9. Frankly I wouldn't know how to turn that expression into a Laurent series, but it's not necessary, that is why one develops propositions like: if $\displaystyle z_0\in U\subseteq \mathbb{C}$ with $\displaystyle U$ open, $\displaystyle f,g:U\setminus \{z_0\} \rightarrow \mathbb{C}$ holomorphic and $\displaystyle f$ has a removable singularity at $\displaystyle z_0$ and $\displaystyle g$ has an essential singularity at $\displaystyle z_0$ then $\displaystyle fg$ has an essential singularity at $\displaystyle z_0$

10. what is f
what is g
in our case
?
could you explain your method more thurely
i dont know how to apply it here

11. $\displaystyle f(z)=z^2, \ g(z)=\sin \left( \frac{z}{z+1} \right), \ U=\mathbb{C} \setminus \{ -1 \}$

12. ok and how to prove that at -1 the sin expression is significant
you canceled my +-inf method
and by developing it into a series is not working either
so how to prove that at -1 the sin expression is significant?

13. Originally Posted by transgalactic
ok and how to prove that at -1 the sin expression is significant
you canceled my +-inf method
and by developing it into a series is not working either
so how to prove that at -1 the sin expression is significant?
$\displaystyle \sin (z)$ has an essential singularity at infinity, which means $\displaystyle \sin \left( \frac{1}{z} \right)$ has an essential singularity at $\displaystyle 0$ (this is easy to check since the principal part of the Laurent expansion has infinitely many terms) and this gives that $\displaystyle \sin ( f(z))$ has an essential sing. wherever $\displaystyle f$ has a pole. Take $\displaystyle f(z)= \frac{z}{z+1}$ and the conclusion follows.

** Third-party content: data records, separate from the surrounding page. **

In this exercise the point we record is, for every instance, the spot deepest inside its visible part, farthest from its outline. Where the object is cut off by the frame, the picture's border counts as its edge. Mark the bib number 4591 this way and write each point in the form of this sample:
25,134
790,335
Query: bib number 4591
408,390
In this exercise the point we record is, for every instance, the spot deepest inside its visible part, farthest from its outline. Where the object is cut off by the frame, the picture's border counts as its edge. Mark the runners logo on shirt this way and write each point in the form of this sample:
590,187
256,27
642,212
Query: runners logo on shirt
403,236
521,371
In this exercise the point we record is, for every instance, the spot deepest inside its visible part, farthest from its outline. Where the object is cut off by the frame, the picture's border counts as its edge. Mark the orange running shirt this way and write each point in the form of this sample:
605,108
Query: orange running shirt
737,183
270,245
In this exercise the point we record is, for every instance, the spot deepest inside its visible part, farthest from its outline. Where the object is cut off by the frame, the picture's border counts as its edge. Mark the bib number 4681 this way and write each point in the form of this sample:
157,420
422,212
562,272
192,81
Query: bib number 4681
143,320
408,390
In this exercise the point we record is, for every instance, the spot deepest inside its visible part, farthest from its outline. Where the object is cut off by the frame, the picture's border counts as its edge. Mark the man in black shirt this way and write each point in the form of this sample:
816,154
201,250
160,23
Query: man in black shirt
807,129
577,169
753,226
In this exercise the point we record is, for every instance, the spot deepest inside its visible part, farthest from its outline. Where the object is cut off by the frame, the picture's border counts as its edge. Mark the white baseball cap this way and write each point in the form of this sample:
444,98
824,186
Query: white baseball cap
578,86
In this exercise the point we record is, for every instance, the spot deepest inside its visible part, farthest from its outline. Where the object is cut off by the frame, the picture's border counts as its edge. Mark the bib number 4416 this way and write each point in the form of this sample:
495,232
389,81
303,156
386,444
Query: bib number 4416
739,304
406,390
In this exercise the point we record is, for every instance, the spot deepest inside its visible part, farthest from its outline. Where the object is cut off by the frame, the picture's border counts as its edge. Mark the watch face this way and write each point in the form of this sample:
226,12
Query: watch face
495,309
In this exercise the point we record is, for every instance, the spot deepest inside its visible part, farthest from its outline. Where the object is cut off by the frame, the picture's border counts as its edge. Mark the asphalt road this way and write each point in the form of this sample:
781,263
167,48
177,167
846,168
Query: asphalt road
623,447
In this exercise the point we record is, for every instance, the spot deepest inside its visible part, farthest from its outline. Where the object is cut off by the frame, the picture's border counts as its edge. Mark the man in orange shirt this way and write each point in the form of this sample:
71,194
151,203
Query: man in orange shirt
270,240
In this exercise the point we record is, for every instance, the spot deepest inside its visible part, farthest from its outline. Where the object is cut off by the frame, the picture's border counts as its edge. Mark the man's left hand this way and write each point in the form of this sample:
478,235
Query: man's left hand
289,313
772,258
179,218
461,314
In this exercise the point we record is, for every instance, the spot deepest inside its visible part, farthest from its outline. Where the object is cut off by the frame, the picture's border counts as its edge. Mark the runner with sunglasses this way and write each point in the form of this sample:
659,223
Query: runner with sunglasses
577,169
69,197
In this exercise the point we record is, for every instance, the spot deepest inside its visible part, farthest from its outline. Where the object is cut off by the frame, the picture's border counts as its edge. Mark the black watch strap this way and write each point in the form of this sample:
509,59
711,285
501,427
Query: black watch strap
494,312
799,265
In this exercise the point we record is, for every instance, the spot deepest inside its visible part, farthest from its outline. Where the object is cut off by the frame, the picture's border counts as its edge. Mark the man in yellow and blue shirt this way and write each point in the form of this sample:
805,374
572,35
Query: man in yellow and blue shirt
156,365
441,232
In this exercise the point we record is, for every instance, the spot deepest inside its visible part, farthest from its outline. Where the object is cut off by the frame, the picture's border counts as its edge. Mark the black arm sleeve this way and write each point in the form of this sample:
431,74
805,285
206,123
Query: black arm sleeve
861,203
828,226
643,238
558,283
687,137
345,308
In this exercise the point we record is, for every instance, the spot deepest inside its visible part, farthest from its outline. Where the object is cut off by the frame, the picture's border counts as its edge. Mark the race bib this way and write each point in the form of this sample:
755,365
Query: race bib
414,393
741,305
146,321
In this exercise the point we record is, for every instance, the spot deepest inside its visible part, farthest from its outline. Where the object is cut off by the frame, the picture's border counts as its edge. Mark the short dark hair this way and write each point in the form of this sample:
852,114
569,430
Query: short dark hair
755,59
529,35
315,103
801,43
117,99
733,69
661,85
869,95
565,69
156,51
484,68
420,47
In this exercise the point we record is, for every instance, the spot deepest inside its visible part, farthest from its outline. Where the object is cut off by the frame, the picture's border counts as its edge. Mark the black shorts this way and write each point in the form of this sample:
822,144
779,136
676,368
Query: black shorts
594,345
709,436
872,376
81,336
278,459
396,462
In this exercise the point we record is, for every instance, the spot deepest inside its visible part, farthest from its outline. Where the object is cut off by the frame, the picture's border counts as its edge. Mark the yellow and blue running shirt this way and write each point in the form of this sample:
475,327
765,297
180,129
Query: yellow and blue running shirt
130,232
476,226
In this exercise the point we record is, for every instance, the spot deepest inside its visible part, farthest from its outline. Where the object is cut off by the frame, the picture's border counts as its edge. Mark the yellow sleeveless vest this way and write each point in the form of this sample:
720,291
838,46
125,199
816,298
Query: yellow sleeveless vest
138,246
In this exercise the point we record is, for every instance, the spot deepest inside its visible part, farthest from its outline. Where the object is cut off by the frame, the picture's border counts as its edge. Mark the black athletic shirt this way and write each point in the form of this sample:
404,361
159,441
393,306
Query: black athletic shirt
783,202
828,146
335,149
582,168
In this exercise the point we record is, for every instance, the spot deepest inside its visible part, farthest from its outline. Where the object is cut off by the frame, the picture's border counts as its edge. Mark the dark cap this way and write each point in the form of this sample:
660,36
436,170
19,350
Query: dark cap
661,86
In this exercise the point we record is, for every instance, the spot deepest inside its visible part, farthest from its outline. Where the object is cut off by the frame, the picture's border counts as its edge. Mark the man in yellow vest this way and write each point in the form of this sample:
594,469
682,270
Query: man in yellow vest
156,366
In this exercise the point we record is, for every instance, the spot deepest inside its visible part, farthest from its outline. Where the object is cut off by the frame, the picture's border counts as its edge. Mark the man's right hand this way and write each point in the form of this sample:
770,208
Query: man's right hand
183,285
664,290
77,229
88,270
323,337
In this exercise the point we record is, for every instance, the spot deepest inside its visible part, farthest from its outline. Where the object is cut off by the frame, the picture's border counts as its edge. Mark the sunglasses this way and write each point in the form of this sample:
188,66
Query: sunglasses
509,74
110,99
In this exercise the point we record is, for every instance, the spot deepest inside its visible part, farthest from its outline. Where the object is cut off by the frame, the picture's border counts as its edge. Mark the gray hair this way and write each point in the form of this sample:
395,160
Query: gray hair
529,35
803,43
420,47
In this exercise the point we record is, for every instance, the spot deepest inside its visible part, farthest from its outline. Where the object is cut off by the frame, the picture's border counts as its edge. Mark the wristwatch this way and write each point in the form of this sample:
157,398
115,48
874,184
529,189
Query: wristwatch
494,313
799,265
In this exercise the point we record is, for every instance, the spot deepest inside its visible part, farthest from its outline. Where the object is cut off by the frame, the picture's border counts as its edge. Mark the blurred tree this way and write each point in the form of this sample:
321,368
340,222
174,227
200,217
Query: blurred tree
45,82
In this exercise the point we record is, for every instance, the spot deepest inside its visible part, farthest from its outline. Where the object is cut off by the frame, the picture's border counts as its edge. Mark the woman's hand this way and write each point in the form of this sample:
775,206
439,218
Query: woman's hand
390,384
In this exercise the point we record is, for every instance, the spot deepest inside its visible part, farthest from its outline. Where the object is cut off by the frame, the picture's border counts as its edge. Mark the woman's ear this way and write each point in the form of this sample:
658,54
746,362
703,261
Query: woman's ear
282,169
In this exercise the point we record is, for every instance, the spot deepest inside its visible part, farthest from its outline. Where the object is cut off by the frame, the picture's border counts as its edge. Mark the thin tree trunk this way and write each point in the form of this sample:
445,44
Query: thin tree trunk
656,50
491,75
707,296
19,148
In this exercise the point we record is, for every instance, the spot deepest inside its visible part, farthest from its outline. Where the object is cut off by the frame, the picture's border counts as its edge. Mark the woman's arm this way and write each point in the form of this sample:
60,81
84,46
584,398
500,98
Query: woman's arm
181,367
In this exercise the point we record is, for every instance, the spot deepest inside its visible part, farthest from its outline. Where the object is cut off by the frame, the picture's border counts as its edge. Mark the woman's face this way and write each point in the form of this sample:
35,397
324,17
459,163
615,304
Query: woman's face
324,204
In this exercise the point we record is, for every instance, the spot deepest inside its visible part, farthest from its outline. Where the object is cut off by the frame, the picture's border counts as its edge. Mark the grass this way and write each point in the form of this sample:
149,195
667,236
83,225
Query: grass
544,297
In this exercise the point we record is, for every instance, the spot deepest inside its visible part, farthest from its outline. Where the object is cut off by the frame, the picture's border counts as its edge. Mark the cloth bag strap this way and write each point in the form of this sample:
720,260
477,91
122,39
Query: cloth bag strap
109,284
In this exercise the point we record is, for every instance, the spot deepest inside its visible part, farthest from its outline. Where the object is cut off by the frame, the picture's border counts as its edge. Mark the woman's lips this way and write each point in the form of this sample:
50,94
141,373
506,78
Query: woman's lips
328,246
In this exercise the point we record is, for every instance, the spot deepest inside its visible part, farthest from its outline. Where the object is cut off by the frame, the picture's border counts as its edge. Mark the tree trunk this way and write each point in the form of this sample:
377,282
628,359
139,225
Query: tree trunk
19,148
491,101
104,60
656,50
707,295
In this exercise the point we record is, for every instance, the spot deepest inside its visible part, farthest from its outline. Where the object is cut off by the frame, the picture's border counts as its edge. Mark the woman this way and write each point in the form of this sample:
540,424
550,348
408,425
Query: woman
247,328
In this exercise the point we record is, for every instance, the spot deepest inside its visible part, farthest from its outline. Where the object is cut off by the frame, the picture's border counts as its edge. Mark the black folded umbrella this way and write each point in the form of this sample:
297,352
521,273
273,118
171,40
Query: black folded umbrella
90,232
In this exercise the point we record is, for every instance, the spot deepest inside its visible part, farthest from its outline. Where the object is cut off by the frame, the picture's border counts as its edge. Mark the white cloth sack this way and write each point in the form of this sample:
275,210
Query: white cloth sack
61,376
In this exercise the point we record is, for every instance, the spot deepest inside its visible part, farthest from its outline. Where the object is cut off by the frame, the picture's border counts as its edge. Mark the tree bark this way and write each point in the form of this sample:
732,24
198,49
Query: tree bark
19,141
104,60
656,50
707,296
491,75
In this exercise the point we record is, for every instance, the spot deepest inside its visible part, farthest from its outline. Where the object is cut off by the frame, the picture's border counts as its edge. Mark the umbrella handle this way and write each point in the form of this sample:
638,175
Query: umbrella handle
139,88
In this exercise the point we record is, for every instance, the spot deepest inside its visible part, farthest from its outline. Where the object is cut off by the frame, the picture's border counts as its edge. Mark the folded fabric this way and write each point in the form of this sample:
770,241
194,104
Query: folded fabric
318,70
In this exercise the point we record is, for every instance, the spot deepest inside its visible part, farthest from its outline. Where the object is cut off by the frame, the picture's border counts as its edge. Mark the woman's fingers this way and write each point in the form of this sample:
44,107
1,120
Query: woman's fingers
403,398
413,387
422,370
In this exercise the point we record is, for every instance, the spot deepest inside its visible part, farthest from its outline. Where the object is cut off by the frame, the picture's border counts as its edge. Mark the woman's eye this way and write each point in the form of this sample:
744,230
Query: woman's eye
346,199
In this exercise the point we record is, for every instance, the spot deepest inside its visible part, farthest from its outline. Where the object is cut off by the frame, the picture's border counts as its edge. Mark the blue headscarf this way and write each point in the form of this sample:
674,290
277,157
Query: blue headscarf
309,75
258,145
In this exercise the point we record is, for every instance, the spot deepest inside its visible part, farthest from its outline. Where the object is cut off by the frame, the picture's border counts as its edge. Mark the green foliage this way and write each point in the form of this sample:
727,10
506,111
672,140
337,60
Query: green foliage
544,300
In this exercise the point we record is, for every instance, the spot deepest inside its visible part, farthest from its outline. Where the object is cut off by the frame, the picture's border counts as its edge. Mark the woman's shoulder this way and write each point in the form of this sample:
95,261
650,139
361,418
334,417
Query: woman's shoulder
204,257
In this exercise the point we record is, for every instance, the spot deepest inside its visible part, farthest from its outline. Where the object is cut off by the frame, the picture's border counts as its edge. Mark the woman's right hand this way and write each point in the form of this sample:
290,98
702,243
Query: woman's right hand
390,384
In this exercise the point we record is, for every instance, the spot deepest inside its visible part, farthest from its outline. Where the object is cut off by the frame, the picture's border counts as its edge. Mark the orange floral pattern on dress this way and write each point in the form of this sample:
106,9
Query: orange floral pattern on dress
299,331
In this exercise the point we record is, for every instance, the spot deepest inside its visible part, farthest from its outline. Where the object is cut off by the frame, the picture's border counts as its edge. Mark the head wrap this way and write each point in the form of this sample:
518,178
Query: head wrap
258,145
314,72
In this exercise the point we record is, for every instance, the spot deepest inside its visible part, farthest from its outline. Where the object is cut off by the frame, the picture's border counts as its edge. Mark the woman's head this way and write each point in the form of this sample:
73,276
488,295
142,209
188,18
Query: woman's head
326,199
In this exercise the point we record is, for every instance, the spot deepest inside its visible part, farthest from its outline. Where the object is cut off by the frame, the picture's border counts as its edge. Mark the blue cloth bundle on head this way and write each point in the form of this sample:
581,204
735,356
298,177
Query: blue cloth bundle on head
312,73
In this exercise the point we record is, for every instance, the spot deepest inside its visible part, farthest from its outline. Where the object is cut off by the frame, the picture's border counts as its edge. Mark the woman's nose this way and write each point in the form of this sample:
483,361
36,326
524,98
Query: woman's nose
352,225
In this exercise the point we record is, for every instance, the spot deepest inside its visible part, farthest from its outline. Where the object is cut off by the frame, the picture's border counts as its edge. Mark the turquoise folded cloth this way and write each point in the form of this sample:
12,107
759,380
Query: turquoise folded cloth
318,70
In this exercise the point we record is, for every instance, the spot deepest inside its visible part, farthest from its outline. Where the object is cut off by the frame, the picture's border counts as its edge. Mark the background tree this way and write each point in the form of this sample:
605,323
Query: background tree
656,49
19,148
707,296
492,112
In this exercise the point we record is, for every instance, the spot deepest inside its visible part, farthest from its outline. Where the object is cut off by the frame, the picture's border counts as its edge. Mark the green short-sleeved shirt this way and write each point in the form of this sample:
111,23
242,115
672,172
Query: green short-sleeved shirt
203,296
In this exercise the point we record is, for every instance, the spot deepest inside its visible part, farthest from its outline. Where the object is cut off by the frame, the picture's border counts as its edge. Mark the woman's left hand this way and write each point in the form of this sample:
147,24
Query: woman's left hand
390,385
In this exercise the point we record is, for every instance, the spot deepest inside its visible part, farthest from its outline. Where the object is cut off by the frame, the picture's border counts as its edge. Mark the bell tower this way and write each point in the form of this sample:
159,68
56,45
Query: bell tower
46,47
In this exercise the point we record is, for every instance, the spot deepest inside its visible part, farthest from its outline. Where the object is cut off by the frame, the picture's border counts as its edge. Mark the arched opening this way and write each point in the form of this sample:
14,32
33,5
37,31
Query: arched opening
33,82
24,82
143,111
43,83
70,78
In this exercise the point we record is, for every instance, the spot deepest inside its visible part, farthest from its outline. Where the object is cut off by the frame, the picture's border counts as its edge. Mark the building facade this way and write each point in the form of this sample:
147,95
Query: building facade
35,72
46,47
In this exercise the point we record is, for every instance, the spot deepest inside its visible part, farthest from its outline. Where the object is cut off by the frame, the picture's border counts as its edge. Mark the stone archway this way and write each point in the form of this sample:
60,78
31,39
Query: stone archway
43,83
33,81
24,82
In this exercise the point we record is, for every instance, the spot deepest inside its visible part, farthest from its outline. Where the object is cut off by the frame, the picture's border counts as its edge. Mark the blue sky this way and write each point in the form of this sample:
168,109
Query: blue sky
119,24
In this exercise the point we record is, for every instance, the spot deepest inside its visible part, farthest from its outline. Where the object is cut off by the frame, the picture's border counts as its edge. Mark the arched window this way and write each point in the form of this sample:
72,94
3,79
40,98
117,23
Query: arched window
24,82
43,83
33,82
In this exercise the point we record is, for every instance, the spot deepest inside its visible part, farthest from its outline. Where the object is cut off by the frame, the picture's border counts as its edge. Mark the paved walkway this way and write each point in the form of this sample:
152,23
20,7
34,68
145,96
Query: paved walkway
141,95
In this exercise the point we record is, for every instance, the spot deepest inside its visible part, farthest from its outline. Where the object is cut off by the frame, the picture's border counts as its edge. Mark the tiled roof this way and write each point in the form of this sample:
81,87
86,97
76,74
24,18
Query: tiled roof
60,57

14. Originally Posted by Jose27
$\displaystyle \sin (z)$ has an essential singularity at infinity, which means $\displaystyle \sin \left( \frac{1}{z} \right)$ has an essential singularity at $\displaystyle 0$ (this is easy to check since the principal part of the Laurent expansion has infinitely many terms) and this gives that $\displaystyle \sin ( f(z))$ has an essential sing. wherever $\displaystyle f$ has a pole. Take $\displaystyle f(z)= \frac{z}{z+1}$ and the conclusion follows.
i understand why
$\displaystyle \sin \left( \frac{1}{z} \right)$ has an essential singularity at $\displaystyle 0$

but how we can take any function we want and say sin(f) has significant point
at the pole of f
??
like here
$\displaystyle \sin ( f(z))$
$\displaystyle f(z)= \frac{z}{z+1}$

15. Basically, because near a pole, a function behaves like $\displaystyle \frac{1}{(z-z_0)^m}$ for some integer m. Try to work out the details by yourself (maybe using the multiplication formula for $\displaystyle \sin$ will simplify the argument). For this specific case a simple change of variables (and maybe a little geometric argument) gives the conclusion.